D.V. : Pensez-vous que ces propositions permettent de lutter efficacement contre la maltraitance faite aux animaux de compagnie ? Ces propositions vous semblent-elles applicables au quotidien ?

J.G. : La malveillance faite aux animaux de compagnie est une notion juridique, convenons-le, floue, trop souvent laissée à l'appréciation ou à la perception du juge. 

Elle est un champ d'actions, parfois d'activisme et de militantisme qu'une diversité de personnes, d'associations ou d'organisations non gouvernementales s'approprient de manière plus ou moins satisfaisante. 

Dès lors, l'intervention du législateur devient nécessaire et indispensable pour apporter un cadre à ce qui n'est pas admissible dans une société civilisée : la maltraitance des animaux.

Prenons l'exemple des chiens dangereux. Il s'agit en se reposant sur le retour d'expérience de corriger les erreurs d'appréciation qui ont été préalablement faites et de traiter les contournements connus de la loi.

La loi sera efficace dès lors que ses dispositions seront claires et comprises mais aussi dès lors que l'Etat se donnera les moyens de contrôler sa bonne application et de sanctionner les manquements.

La question n'est pas tant celle de savoir si les propositions sont applicables au quotidien mais plutôt celle de savoir si elles sont comprises et acceptées par les différents acteurs du secteur des animaux de compagnie. 

L'application au quotidien consiste en la résolution de questions techniques, d'évolutions de protocoles et de la relation entre les détenteurs et les vétérinaires pour ce qui concernent la santé des animaux. 

La profession vétérinaire a toujours eu une forte capacité d'adaptation et de résilience à partir du moment où elle n'est pas confrontée au mur du refus.

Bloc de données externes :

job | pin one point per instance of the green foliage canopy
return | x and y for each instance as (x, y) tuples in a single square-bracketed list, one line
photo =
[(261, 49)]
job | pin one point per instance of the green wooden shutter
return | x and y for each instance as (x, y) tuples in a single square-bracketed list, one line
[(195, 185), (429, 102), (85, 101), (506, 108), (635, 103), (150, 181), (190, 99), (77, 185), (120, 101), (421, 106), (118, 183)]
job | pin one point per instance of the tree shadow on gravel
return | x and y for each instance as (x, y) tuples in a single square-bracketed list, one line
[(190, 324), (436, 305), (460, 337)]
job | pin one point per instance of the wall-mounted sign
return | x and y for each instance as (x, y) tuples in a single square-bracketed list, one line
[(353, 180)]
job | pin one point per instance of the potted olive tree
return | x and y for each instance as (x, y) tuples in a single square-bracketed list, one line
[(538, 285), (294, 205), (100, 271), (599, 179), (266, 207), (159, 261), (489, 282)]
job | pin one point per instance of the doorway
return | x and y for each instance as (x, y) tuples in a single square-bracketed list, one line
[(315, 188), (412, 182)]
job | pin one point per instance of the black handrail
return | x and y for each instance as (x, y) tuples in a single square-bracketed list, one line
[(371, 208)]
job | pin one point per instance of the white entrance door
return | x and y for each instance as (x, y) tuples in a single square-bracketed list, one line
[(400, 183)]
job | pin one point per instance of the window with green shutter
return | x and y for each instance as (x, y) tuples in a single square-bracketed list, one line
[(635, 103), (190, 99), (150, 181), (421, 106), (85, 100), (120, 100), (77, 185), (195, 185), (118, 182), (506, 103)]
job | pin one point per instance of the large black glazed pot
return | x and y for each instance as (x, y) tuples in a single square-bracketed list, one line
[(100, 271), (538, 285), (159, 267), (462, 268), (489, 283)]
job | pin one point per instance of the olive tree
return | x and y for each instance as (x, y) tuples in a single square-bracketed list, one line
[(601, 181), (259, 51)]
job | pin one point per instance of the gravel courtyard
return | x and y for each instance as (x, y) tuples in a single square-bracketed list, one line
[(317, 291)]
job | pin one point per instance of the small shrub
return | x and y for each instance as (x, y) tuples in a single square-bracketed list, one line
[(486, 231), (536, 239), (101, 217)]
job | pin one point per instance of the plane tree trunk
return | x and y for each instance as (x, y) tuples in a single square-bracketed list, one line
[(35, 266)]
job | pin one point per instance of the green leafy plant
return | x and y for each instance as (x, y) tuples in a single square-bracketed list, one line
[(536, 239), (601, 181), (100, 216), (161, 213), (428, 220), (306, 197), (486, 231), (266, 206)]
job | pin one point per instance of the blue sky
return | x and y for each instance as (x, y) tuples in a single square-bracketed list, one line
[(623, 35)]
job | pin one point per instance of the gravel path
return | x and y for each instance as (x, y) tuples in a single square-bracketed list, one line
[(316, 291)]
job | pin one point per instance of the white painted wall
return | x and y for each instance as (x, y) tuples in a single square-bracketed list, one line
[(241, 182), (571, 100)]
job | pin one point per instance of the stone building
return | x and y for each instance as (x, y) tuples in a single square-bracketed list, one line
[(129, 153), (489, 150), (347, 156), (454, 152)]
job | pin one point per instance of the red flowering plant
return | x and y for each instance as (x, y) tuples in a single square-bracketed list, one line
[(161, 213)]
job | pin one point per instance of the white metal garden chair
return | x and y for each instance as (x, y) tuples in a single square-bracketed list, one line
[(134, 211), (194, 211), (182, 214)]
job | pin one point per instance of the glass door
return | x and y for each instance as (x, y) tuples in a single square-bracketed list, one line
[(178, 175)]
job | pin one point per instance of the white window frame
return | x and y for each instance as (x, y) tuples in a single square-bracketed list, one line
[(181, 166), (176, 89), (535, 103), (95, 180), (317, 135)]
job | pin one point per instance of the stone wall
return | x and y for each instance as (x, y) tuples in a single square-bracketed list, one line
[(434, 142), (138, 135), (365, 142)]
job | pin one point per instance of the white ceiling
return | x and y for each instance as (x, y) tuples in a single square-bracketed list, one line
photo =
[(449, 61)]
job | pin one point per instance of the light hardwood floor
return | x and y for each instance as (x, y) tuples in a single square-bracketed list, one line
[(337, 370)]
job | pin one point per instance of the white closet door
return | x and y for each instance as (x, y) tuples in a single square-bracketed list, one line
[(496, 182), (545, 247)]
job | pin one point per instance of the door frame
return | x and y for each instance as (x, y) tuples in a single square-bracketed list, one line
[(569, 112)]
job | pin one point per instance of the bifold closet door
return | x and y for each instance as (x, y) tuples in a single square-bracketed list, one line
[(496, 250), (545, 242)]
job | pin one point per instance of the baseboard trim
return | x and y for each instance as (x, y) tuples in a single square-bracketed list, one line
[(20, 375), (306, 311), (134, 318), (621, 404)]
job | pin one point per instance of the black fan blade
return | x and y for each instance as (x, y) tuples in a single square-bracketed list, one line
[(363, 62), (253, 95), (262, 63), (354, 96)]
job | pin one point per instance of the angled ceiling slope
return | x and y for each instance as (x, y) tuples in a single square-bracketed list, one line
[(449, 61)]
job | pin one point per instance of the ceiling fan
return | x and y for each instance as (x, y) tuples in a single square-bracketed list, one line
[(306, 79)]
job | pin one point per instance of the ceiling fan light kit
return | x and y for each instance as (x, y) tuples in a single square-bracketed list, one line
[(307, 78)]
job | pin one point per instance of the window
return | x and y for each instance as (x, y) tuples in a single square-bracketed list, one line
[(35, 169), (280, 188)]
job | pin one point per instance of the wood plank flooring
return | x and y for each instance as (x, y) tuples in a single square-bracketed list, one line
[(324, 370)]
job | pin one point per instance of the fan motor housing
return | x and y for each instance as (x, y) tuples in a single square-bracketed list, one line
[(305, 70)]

D.V. : Selon vous, quels seraient les répercussions de ces propositions sur la pratique vétérinaire en animaux de compagnie ?

J.G. : Tout d'abord, il me semble que ce projet de loi consacre le rôle du vétérinaire en tant qu'acteur central de la protection animale. Il est le professionnel de la santé animale le mieux à même d'agir au quotidien dans l'intérêt des animaux de compagnie (prévention, santé, protection).

Il reviendra certainement au législateur, en concertation avec la profession vétérinaire, de préciser la délicate question du secret professionnel et de l'équilibre nécessaire entre le devoir d'alerte et la confiance, ciment de la relation de soins qui s'instaure entre le vétérinaire praticien et le détenteur de l'animal.

L'habilitation du vétérinaire sanitaire, si nécessaire le mandatement, sont deux leviers sur lequel il convient que le projet de loi s'appuie pour gagner en efficience. 

* CNOV : Conseil national de l'Ordre des vétérinaires.

** CRPM : Code rural et de la pêche maritime.